Ilustrasi perjalanan luar negeri di masa pandemi.Ilustrasi perjalanan luar negeri di masa pandemi. (Pixabay/geraldfriedrich2)

Bukan hanya tarif hotel, namun para traveler juga fokus pada kenaikan harga tiket pesawat. Sejumlah maskapai penerbangan, seperti Deutsche Lufthansa AG, berupaya menjaga kapasitas mereka, demi meraup turis yang tak terlalu memedulikan harga tiket pesawat untuk bepergian.

Lebih dari separuh investor profesional mengatakan bahwa faktor ekonomi negatif, seperti resesi, akan merusak saham maskapai penerbangan dalam 12 bulan ke depan. Investor ritel lebih optimis, dengan 60 persen memprediksi momentum positif di sektor ini. Sementara, responden Eropa lebih cenderung melihat pendorong positif untuk saham maskapai penerbangan daripada AS dan Kanada.

Temuan lain dalam survei menunjukkan bahwa 62 persen investor profesional dan 56 persen investor ritel mengatakan bakal mengurangi menikmati liburan di tempat wisata sembari bekerja pada tahun ini. Faktor kehadiran menjadi penting kembali bagi para investor, seperti di masa pra-pandemi.

Hanya 10 persen dari responden memilih perjalanan yang lebih ramah lingkungan—bertentangan dengan laporan industri—dan 50 persen mengatakan pengeluaran mereka bahkan telah kembali ke tingkat sebelum pandemi.

Dengan demikian, laporan MLIV Pulse mengindikasikan bahwa fenomena ‘revenge spending’ setelah masa pandemi akan berlalu, khususnya bagi para traveler.
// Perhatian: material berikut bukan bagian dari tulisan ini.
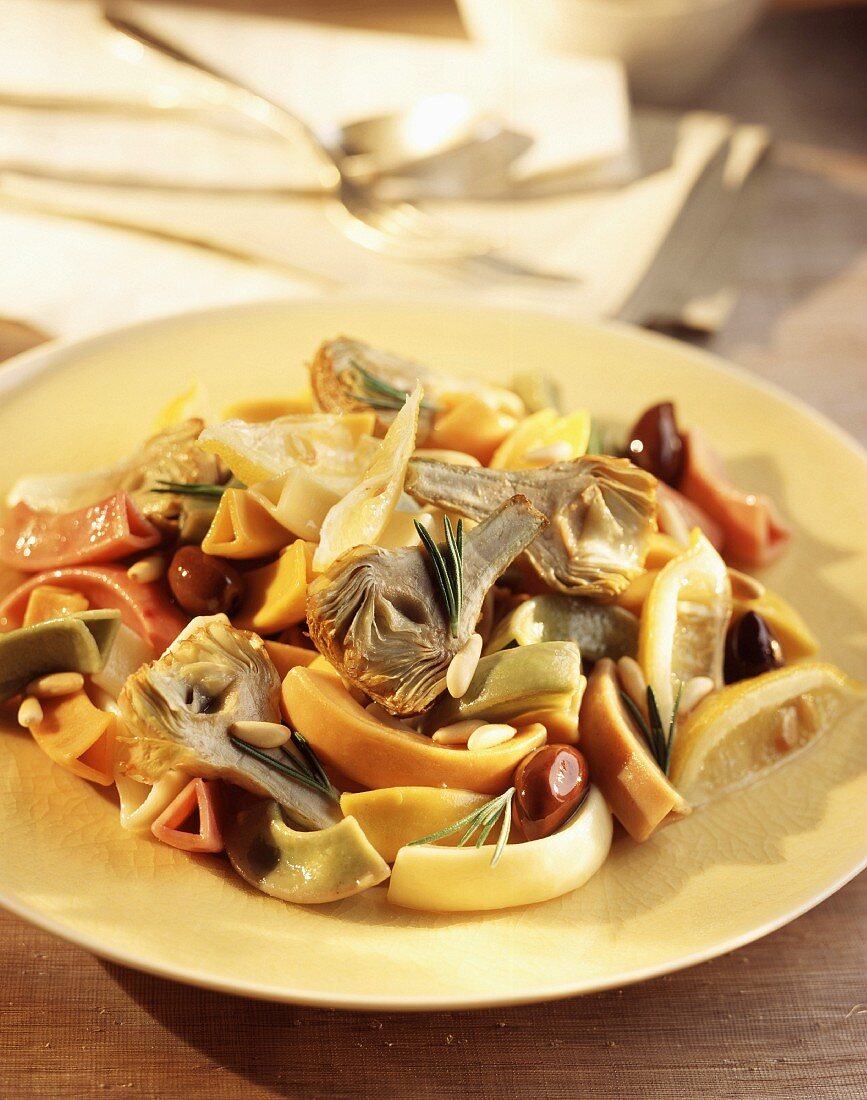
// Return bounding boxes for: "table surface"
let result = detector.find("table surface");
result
[0,0,867,1100]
Jumlah responden yang akan berlibur di masa liburan berikutnya menyusut di angka 7 persen, dan seperempatnya mengatakan sedang memfokuskan diri pada hal lain. Sedangkan, pada 18 persen yang mengatakan sedang mengurangi pengeluaran, 72 persennya adalah pedagang profesional dan 28 persennya bekerja di sektor ritel.